Bir hafta yaşasan iki dost gibi sokağındaki köpekle;

Kolayca anlarsın hüsnükuruntu olduğunu bu düşüncenin.
∘∘∘


Kendine geldiğinde iki seçeneğin önündesin:

Karanlık bir yokluk, biri: Ölüm…

Kaos!

Belirsiz bir sokak, diğeri: Hayat…

Macera!
∘∘∘


Yapmak İstediklerinin bahçesinde yeşermiş arzuların…

Sarhoşsun, başını döndürmüş ümitlerin.

Hesaplanamaz risklere, yalanlara, korkulara bindirip dağılacağını görmezsin onların.

Hep böyle olur:

İstediklerini hayal eder, yola çıkar;

İstemediklerinden vazgeçerek ilerlemen gerektiğini yolda öğrenirsin…

İstediklerin –istisnalar dışında- senden istenendir, sahtedir…

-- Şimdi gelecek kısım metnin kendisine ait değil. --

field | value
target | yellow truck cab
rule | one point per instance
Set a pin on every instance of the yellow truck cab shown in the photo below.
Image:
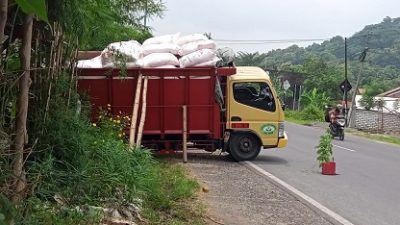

Vazgeçtiklerin, içindeki sesin reddettiğidir, hakiki…
∘∘∘


İçindeki sesin türküsüdür, anlam diye ne varsa…

Hayatın değil, senin…

“Benim içimde tık yok!” mu diyorsun?

Ya, vazgeçmeyi beceremiyorsun, fazla ciddiye alıp boğuyorsun elindeki güvercini;

Kaçırmayım diye özenirken…

Ya da, işine yaramadığını sandığın sesleri duymuyor;

Çıkarlarını seslendirmesini istiyorsun ruhunun!